A “flexible” deadline for the new non-urgent NHS phone number is needed to avoid risks to patient care, claims the British Medical Association (BMA).
In a letter to Health Secretary Andrew Lansley, the BMA outlines its “serious misgivings” over the four NHS 111 pilots to date.
It cites Shropshire GPs who are reportedly worried patients will actually receive lower quality care as the clinicians who triage all calls to their out-of-hours provider are to be replaced by non-clinicians when NHS 111 takes over.

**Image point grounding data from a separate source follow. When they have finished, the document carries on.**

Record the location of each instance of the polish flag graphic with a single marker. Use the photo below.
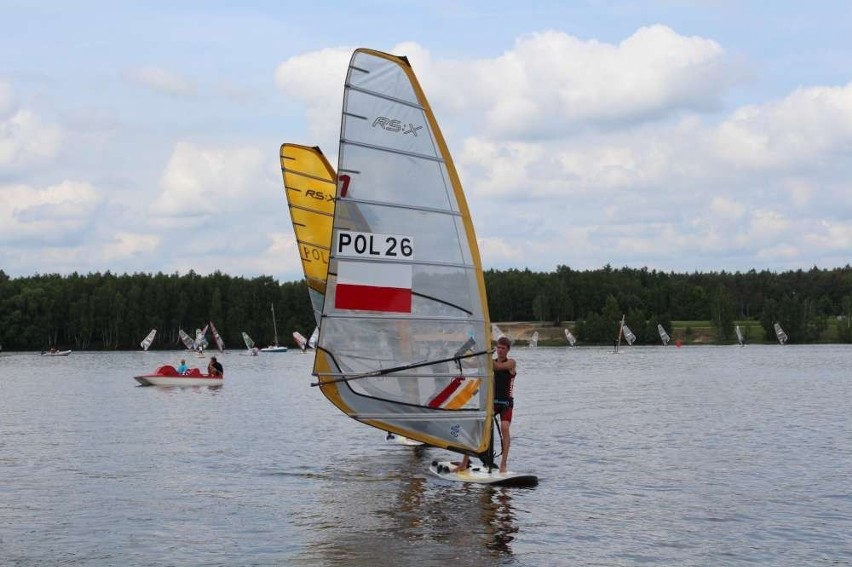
(369, 286)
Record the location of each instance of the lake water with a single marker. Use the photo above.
(656, 456)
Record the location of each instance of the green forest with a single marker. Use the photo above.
(105, 311)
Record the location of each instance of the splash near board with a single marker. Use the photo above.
(481, 475)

The BMA has urged the government to conduct a ‘pause’ in the scheme’s roll out to allow clinical commissioners to make the decisions for their local area.
“The results of the [NHS 111] pilots are due to be published imminently and we are worried that the strict deadline in place at the moment means lessons from these won’t be learned and mistakes will just be repeated,” said Dr Laurence Buckman, Chairman of the BMA’s GPs Committee.
He warns that without this ‘pause’, the government could end up implementing a scheme, which could “unnecessarily overburden GP surgeries, reduce the cost of out-of-hours services and ultimately cost the taxpayer money.”
The BMA also fears the procurement of providers to run NHS 111 in non-pilot areas is being rushed through without careful reference to the pilots and decisions are not being driven by clinical commissioners who will ultimately be responsible for NHS 111 in their area come April 2013.
In a statement to MiP, Public Health minister Anne Milton said the government will consider the BMA’s concerns. ”We agree that any long-term decision should be made with full approval from local commissioning groups. They should be fully engaged with the approach to delivering NHS 111,” she said.